We will also calculate the topic probabilities. However, this can slow down BERTopic significantly at large amounts of data (>20_000 documents). It is advised to turn this off if you want to speed up the model. 


### Stop Words for Count Vectorizer

In [None]:
# get Greek stop_words
import nltk
nltk.download('stopwords')
from nltk.corpus import stopwords
greek_stopwords = stopwords.words('greek')

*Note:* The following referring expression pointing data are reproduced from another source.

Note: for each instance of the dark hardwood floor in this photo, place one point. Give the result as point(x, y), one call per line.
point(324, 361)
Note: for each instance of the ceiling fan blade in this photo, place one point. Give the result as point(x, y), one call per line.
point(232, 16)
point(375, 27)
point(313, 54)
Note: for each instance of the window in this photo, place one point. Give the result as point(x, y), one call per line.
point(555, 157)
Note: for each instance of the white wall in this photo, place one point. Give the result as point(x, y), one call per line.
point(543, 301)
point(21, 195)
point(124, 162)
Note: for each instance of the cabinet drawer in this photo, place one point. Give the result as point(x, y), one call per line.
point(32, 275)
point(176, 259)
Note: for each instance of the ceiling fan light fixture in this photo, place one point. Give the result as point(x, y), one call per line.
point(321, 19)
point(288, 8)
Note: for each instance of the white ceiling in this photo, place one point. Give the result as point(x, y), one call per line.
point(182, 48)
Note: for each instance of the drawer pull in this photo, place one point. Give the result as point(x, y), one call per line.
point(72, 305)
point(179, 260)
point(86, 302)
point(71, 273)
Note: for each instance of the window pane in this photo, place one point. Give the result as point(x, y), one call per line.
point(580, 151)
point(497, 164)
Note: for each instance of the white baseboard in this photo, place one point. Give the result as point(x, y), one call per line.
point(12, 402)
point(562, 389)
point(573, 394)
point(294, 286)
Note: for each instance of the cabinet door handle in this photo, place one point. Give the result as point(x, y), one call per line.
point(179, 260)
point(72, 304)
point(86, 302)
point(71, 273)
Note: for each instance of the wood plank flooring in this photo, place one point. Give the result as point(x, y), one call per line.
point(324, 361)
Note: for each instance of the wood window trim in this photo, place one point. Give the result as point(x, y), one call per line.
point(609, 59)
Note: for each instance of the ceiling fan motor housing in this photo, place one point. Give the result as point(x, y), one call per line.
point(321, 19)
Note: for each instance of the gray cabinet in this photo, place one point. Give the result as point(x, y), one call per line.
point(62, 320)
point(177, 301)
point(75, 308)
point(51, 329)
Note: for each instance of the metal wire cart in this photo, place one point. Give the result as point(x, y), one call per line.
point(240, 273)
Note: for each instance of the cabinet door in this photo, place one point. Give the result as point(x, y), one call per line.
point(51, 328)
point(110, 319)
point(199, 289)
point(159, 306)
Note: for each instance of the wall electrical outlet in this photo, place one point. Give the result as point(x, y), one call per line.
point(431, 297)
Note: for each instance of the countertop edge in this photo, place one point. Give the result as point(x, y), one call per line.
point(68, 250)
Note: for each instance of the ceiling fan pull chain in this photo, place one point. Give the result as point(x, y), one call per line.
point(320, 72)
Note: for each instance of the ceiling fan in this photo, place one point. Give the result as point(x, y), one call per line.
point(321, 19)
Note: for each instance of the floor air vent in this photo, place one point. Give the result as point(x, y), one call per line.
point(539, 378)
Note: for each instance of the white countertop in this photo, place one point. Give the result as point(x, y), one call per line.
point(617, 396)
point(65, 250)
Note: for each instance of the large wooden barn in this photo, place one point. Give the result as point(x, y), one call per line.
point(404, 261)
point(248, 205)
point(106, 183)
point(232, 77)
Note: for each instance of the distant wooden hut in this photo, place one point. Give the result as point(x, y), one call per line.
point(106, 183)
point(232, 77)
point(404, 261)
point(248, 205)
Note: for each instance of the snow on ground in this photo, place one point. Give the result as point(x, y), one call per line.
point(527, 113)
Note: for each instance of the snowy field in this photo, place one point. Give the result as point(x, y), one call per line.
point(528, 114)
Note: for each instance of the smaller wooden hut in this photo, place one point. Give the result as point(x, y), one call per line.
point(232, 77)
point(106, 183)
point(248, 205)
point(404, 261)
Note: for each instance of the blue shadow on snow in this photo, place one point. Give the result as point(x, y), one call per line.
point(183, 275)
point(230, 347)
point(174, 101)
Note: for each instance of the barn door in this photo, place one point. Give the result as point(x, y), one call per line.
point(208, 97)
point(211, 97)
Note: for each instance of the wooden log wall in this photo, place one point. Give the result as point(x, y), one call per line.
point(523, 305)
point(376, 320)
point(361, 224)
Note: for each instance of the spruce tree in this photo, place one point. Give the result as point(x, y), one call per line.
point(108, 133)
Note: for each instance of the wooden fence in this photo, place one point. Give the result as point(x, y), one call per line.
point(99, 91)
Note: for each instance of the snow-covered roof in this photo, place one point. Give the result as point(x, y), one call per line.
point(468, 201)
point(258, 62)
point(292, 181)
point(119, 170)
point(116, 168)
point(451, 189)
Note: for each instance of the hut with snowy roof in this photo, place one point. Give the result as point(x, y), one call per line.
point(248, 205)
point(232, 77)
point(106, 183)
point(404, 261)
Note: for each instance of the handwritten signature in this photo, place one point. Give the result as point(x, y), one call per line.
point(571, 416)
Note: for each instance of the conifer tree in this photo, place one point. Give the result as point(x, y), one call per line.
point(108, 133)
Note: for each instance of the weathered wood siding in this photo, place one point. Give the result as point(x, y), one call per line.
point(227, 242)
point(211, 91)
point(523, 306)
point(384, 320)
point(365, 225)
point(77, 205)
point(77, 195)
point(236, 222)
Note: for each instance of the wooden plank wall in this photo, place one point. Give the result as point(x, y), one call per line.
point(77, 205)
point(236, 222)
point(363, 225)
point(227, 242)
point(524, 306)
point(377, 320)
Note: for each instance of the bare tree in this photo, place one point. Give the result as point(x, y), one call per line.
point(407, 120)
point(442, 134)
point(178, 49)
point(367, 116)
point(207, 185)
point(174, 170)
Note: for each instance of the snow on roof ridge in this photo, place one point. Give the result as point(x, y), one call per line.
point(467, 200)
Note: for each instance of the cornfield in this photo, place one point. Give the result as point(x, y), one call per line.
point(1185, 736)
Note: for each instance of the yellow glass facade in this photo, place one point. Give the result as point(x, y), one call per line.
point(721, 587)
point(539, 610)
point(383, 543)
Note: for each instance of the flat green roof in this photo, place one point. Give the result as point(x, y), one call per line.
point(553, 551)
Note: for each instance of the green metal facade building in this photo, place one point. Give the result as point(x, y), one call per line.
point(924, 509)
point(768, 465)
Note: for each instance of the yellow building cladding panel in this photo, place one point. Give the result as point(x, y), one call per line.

[nltk_data] Downloading package stopwords to /root/nltk_data...
[nltk_data]   Unzipping corpora/stopwords.zip.


In [None]:
new_words = ['της', 'τη', 'του', 'από']

for word in new_words:
  greek_stopwords.append(word)

### Initialize models & Training

In [10]:
from bertopic import BERTopic 
from sentence_transformers import SentenceTransformer # Embeddings
from umap import UMAP #Dimensionality reduction
from hdbscan import HDBSCAN #clustering
from sklearn.feature_extraction.text import CountVectorizer # CountVectorizer
from bertopic.vectorizers import ClassTfidfTransformer

In [37]:
sentence_model = SentenceTransformer("all-mpnet-base-v2")
umap_model = UMAP(n_neighbors=10, n_components=10, min_dist=0.01, metric='cosine')
hdbscan_model = HDBSCAN(min_cluster_size=15, metric='euclidean', cluster_selection_method='eom', prediction_data=True)
vectorizer_model = CountVectorizer(ngram_range=(1, 3), stop_words=greek_stopwords) #ngram_range combination of words
ctfidf_model = ClassTfidfTransformer(bm25_weighting=True)

In [38]:
topic_model = BERTopic(embedding_model=sentence_model, umap_model=umap_model, hdbscan_model=hdbscan_model, vectorizer_model=vectorizer_model, ctfidf_model=ctfidf_model)
topics = topic_model.fit_transform(docs)

**NOTE**: Use `language="multilingual"` to select a model that support 50+ languages.

## Extracting Topics
After fitting our model, we can start by looking at the results. Typically, we look at the most frequent topics first as they best represent the collection of documents. 

In [39]:
freq = topic_model.get_topic_info(); freq.head(10)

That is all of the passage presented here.